Mañana, Nicaragua celebrará un proceso electoral cuyo resultado, en honor a la verdad, ya se conoce desde antes. Desde muchos meses antes. Aunque intenten catalogarse como tales, no estamos, pues, frente a unas elecciones, sino más bien –como ocurre cada vez que el chavismo convoca a comicios amañados y sin competidores reales en Venezuela– ante una pantomima de estas. Ante un espectáculo cuya única finalidad es darle un barniz de legitimidad de la que a todas luces carece la dictadura sandinista. Un barniz que, sin embargo, no puede servir para engañar a nadie más que a sus seguidores más fanatizados.
No hace falta ni siquiera esperar a la jornada del domingo para asegurar desde ya que estamos frente a unas elecciones fraudulentas. El fraude, como nos ha mostrado, por ejemplo, el caso venezolano, no solo ocurre cuando quienes ostentan el poder interfieren irregularmente en el conteo de votos o envían a sus emisarios a intimidar a los electores en los centros de sufragio, sino también cuando el terreno sobre el que los candidatos corren no está parejo. Ello ocurre, por ejemplo, cuando los que ostentan el poder utilizan los recursos estatales o los programas sociales para hacer proselitismo, o cuando manipulan las leyes, los calendarios y los órganos de administración de la justicia para perseguir y sacar de carrera a potenciales competidores.
En el país centroamericano, esto ha venido pasando desde hace mucho tiempo. Para muestra, solo entre el 4 y el 26 de junio, el régimen que lideran Daniel Ortega y Rosario Murillo detuvo a 21 personas, incluidos cinco aspirantes presidenciales, como Cristiana Chamorro, la hija de la expresidenta Violeta Chamorro y quien en ese momento se erigía como la favorita de la oposición en los sondeos para desbancar a la pareja. En total, hasta ahora, han sido detenidos siete postulantes y se han anulado tres partidos opositores.
Además de políticos, la dictadura ha detenido a empresarios y ha forzado al exilio a periodistas como Carlos Fernando Chamorro y a escritores como Sergio Ramírez y la poeta Gioconda Belli. Asimismo, ha intervenido las instalaciones del diario “La Prensa” y se ha llevado a su gerente general, Juan Lorenzo Holmann. En su deriva persecutoria, Ortega y Murillo han mandado a detener inclusive a excompañeros sandinistas junto a los que se alzaron contra la dictadura de Anastasio Somoza.

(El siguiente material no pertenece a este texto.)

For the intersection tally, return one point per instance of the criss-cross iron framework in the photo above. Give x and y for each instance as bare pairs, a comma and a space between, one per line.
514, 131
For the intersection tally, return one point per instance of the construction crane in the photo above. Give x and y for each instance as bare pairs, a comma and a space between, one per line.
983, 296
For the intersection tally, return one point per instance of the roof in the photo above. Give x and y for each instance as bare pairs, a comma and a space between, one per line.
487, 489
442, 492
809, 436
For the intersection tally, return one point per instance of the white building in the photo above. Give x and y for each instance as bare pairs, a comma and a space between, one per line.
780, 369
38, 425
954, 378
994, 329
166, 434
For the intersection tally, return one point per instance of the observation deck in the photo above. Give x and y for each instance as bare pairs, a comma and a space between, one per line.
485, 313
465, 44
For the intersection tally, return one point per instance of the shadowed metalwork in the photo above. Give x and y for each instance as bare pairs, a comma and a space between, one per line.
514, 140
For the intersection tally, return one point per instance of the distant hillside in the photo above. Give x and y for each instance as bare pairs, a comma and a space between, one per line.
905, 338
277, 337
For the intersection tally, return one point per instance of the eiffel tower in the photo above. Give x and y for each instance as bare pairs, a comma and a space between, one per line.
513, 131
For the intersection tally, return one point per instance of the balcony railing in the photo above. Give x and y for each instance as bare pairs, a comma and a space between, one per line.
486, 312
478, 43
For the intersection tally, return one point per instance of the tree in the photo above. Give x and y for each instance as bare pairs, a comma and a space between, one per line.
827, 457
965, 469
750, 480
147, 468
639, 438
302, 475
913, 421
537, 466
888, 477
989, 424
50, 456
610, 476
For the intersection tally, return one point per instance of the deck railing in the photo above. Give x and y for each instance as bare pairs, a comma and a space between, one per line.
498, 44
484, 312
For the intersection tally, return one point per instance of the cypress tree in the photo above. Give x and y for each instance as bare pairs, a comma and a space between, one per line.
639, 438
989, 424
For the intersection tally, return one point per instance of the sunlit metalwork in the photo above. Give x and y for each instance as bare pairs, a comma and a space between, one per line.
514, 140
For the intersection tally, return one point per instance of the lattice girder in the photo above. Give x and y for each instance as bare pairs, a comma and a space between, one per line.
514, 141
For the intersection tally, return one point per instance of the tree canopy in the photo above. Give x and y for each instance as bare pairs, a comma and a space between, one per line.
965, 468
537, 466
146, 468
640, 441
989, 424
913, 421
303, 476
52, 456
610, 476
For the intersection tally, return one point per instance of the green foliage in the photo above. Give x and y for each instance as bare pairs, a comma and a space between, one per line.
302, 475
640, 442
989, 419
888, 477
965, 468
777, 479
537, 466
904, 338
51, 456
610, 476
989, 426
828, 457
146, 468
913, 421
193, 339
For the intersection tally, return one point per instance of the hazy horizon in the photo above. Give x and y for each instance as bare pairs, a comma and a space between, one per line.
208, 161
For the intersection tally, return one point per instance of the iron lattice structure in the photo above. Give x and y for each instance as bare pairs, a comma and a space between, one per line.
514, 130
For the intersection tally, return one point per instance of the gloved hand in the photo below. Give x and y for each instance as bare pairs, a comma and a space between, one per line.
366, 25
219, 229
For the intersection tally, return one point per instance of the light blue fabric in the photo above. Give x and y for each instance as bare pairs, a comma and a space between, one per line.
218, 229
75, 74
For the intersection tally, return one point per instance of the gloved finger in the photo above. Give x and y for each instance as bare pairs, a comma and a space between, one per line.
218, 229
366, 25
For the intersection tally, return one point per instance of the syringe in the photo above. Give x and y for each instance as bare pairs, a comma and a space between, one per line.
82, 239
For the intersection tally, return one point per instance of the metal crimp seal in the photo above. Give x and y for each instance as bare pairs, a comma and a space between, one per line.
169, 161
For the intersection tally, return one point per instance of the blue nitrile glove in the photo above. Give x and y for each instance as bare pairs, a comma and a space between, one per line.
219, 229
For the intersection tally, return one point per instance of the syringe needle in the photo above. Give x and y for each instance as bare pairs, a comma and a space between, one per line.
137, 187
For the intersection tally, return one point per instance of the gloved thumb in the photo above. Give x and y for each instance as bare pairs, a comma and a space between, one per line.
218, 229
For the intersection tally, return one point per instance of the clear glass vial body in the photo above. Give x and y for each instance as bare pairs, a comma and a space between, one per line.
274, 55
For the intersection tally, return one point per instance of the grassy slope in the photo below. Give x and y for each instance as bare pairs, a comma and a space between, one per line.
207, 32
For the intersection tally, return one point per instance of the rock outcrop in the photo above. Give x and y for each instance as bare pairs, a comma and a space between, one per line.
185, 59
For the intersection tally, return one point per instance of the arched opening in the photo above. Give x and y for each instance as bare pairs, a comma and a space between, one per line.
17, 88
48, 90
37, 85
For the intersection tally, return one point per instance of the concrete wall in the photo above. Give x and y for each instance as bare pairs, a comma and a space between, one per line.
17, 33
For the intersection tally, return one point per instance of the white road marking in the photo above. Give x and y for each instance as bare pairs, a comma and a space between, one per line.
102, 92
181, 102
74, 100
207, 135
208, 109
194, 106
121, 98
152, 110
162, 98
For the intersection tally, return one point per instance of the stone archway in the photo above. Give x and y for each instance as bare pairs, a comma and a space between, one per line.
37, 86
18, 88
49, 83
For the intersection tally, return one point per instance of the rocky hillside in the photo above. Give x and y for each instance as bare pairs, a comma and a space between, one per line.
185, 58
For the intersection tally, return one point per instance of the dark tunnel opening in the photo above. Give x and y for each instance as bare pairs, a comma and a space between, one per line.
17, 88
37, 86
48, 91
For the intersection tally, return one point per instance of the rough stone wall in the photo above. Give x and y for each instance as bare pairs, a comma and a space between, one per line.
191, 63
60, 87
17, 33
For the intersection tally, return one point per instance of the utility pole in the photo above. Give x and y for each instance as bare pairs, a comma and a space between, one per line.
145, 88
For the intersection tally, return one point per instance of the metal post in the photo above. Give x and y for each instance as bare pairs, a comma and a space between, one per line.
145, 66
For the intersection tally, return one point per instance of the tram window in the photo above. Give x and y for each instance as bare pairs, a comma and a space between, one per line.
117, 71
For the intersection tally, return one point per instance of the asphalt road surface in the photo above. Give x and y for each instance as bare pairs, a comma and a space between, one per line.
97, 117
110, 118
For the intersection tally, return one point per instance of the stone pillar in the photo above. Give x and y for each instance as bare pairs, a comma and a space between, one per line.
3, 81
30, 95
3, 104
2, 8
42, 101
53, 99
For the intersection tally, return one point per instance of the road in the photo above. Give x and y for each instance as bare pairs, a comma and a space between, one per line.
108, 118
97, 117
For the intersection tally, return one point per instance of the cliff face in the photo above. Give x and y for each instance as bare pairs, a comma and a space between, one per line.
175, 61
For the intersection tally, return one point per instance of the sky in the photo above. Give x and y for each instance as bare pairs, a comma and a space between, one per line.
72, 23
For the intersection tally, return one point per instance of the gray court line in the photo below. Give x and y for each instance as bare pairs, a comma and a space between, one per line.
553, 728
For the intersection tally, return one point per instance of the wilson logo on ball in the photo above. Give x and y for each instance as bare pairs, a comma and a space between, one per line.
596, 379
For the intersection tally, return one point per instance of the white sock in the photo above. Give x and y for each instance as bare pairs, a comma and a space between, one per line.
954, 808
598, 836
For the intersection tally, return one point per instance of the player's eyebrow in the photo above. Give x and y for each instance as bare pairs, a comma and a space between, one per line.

Así, Ortega, en el poder ininterrumpidamente desde el 2007, se dirige hacia su tercera reelección en un proceso que la Unión Europea, Estados Unidos y la OEA han cuestionado por su falta de garantías. El panorama, lamentablemente, luce poco auspicioso para los nicaragüenses que todavía siguen resistiendo desde su país (desde el 2018, se calcula que alrededor de 150.000 nicaragüenses han optado por irse).
Una resistencia que, por supuesto, tiene mucho de heroica. No solo porque, como vemos, los canales democráticos están obstruidos, sino porque, además, la satrapía no ha dudado en asesinar a los que han decidido salir a las calles a protestar. En las manifestaciones del 2018, las que exhibieron el verdadero rostro de Ortega y Murillo, más de 300 ciudadanos –según estimaciones de algunas ONG– fueron acribillados por las fuerzas del orden. A fines de ese año, un informe de un grupo de expertos independientes concluyó, tras varios meses de trabajo, que “el Estado de Nicaragua ha llevado a cabo conductas que, de acuerdo con el derecho internacional, deben considerarse crímenes de lesa humanidad”.
Cada vez más, parece claro que las herramientas para que los nicaragüenses puedan luchar contra la dupla de asesinos que ha desangrado al país se van agotando. La comunidad internacional, incluido el gobierno del presidente Pedro Castillo, no debe mirar hacia otro lado. Estamos ante la consolidación de una dictadura dinástica del siglo XXI, tal y como aquella tan infame contra la que el hoy dictador se rebeló en su momento. Mientras los países democráticos no pongan atención a este problema, en Nicaragua se seguirán celebrando elecciones en las que, en realidad, no se decidirá nada.